A. Although they are annoying, vertical (longitudinal) ridges on the fingernails do not appear to be dangerous. These ridges (known medically as onychorrhexis) are frequently attributed to aging. (Horizontal ridges are quite another matter and should be brought to the attention of your health care provider. They might simply indicate a previous nail injury, but occasionally they signal a health problem such as heart disease, infection or diabetes.)
Sometimes vertically ridged nails are also brittle. Anemia and atherosclerosis sometimes cause brittle, ridged fingernails (Canadian Family Physician, Feb., 2011).
Do You Need Supplements?
You should ask your doctor if you need supplements of iron or B vitamins to correct anemia. A few small studies have suggested that taking biotin (2.5 mg/day) can help correct ridging and fragility (Journal of Drugs in Dermatology, Aug.,2007).
One reader reported:
“A dermatologist told me to take biotin for my nails when they were splitting and cracking.
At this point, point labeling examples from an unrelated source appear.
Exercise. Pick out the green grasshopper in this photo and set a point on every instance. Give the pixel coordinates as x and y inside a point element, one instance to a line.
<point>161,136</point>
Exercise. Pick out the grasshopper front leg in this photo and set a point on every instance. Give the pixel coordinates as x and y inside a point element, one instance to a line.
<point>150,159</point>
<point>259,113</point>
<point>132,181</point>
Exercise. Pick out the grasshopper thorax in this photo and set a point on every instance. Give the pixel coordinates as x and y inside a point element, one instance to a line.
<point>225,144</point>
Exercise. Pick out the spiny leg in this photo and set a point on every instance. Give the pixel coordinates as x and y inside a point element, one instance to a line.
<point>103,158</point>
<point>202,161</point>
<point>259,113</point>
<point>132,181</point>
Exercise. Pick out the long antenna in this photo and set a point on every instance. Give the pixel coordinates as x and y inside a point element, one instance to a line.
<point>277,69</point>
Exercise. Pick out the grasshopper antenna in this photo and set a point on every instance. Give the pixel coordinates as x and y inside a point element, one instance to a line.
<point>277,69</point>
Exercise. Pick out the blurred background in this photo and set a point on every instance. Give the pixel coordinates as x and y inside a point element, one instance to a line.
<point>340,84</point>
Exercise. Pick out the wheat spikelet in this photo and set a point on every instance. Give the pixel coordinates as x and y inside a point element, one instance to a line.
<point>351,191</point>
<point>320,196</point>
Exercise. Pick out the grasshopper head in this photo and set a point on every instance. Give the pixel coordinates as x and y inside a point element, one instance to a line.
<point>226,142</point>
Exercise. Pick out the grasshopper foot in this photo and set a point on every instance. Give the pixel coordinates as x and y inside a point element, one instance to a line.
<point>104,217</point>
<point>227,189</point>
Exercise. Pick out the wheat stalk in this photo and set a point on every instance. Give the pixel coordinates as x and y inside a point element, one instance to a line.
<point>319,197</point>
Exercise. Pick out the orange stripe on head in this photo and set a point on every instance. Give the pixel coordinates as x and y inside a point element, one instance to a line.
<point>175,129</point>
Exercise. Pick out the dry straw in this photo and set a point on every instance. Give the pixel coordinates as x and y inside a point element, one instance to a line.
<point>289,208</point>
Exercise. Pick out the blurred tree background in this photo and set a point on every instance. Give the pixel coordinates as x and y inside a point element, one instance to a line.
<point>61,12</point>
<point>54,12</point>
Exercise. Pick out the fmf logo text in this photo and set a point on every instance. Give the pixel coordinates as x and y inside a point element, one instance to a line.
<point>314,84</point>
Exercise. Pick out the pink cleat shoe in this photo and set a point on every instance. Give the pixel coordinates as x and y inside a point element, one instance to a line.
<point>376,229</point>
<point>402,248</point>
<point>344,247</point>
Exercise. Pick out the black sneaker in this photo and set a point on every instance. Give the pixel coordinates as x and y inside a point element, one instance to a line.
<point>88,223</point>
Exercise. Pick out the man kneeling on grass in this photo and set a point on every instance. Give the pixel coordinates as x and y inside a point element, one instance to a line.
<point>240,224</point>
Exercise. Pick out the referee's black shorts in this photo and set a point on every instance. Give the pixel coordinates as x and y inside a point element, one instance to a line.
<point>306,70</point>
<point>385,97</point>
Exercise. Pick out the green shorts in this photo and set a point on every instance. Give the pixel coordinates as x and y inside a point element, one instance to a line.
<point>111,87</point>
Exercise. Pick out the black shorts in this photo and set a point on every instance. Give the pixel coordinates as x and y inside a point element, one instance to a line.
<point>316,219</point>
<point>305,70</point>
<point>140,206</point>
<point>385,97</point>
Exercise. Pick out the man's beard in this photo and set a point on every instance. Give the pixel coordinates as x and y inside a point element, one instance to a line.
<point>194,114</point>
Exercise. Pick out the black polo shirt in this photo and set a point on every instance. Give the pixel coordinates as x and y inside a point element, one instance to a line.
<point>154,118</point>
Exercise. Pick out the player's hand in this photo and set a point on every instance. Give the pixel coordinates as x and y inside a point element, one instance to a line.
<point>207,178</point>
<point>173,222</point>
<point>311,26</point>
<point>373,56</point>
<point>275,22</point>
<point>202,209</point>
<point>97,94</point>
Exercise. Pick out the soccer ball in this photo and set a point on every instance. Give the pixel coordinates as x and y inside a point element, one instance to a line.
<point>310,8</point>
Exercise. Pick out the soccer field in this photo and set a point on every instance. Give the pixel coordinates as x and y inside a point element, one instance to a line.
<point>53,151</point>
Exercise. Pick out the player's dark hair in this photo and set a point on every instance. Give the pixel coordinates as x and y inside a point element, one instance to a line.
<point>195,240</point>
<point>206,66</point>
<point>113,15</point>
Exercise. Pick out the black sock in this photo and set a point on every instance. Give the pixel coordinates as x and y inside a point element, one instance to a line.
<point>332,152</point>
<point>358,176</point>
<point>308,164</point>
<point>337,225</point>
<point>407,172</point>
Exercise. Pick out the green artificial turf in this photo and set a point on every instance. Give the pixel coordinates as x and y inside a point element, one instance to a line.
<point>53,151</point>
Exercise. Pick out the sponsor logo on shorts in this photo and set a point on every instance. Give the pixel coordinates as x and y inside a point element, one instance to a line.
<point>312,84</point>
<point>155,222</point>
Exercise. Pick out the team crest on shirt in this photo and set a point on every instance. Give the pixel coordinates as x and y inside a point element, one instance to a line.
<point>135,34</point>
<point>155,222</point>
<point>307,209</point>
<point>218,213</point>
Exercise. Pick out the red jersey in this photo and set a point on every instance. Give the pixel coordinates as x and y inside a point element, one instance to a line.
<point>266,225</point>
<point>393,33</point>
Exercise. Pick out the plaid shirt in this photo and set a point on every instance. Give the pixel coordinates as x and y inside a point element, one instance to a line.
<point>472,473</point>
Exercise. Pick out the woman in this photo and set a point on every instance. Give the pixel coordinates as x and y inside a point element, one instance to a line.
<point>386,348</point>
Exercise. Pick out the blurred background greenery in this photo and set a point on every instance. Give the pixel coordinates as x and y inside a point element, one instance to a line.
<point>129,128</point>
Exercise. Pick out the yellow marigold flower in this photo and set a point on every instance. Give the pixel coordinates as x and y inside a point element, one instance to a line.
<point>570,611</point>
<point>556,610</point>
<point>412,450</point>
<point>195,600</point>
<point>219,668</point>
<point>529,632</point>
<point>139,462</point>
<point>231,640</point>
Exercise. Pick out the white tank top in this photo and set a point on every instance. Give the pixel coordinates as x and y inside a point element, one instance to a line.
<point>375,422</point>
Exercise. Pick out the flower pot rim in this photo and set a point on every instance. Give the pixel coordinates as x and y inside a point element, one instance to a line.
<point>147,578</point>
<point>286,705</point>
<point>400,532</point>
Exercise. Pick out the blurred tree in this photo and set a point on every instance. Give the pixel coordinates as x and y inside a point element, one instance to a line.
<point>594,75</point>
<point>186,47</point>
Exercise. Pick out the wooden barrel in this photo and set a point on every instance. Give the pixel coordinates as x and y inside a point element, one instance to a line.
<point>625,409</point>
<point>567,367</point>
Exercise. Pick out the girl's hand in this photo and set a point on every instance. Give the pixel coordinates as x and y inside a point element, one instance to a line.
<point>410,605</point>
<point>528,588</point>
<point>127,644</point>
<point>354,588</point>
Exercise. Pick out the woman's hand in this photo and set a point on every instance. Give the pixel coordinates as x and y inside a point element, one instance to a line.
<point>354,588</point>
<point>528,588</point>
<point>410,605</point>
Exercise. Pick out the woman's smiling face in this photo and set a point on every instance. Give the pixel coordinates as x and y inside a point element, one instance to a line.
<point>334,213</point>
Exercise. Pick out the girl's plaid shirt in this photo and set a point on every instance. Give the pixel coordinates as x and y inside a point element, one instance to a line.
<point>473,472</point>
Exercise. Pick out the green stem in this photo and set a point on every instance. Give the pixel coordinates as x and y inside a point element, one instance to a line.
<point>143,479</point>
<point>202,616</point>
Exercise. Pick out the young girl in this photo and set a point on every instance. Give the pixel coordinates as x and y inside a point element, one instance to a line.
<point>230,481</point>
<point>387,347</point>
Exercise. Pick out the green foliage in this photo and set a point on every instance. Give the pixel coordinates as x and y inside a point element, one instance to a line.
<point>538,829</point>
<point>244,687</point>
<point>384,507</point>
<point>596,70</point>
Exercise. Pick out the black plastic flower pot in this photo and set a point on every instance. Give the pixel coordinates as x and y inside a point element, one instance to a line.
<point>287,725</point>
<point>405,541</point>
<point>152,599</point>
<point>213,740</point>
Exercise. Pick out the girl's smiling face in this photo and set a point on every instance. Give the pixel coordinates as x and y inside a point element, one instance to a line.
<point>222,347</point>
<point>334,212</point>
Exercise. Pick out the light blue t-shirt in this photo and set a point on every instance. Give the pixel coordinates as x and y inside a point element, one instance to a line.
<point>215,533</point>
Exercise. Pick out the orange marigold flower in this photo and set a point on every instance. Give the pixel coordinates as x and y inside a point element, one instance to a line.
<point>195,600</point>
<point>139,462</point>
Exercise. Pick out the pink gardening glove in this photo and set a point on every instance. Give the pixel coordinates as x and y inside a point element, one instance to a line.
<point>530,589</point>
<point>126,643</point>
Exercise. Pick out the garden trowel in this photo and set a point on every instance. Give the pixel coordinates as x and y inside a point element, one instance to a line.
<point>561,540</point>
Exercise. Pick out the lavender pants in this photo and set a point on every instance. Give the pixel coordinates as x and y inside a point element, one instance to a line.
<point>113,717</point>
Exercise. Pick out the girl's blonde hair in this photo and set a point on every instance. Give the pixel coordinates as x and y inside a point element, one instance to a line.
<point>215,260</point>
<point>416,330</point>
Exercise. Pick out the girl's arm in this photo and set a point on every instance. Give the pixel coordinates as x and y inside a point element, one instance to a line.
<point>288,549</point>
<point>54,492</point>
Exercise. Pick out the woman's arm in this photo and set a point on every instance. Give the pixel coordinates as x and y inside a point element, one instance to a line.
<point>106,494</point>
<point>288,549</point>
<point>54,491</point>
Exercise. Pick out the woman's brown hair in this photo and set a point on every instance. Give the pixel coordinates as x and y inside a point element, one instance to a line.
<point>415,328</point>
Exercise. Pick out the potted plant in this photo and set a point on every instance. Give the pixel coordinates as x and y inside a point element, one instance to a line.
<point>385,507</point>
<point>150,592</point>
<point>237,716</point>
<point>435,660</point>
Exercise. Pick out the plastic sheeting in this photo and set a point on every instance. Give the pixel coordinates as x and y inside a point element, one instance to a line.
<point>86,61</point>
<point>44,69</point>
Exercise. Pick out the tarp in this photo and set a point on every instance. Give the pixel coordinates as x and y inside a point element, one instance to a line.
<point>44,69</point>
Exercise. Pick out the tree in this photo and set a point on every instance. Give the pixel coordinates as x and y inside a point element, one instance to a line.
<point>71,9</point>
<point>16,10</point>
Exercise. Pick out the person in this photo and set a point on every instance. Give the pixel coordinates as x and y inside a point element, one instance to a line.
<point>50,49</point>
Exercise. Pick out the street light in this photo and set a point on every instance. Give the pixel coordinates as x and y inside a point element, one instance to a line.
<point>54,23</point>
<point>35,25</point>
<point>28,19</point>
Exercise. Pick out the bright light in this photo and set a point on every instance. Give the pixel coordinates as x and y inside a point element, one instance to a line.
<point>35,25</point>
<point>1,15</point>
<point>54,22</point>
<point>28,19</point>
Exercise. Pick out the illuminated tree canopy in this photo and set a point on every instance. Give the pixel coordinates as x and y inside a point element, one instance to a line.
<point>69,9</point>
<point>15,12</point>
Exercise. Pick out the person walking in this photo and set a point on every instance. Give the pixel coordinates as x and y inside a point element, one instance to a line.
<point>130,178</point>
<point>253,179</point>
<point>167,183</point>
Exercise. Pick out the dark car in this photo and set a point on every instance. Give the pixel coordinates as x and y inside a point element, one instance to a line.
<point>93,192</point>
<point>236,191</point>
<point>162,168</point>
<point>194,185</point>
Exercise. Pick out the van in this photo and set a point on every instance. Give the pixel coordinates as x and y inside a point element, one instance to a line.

I started taking a daily supplement of biotin and my nails improved greatly within three months. My son, who is a pharmacist, recommended a product containing biotin, calcium and phosphorus; my nails are strong and ridge-free.”
Other common-sense approaches include protecting the nails from prolonged exposure to water, detergent and household chemicals. How? Wear waterproof gloves when washing dishes or doing chores, preferable with cotton glove liners. This may not change the ridging at all, but it may help reduce brittleness.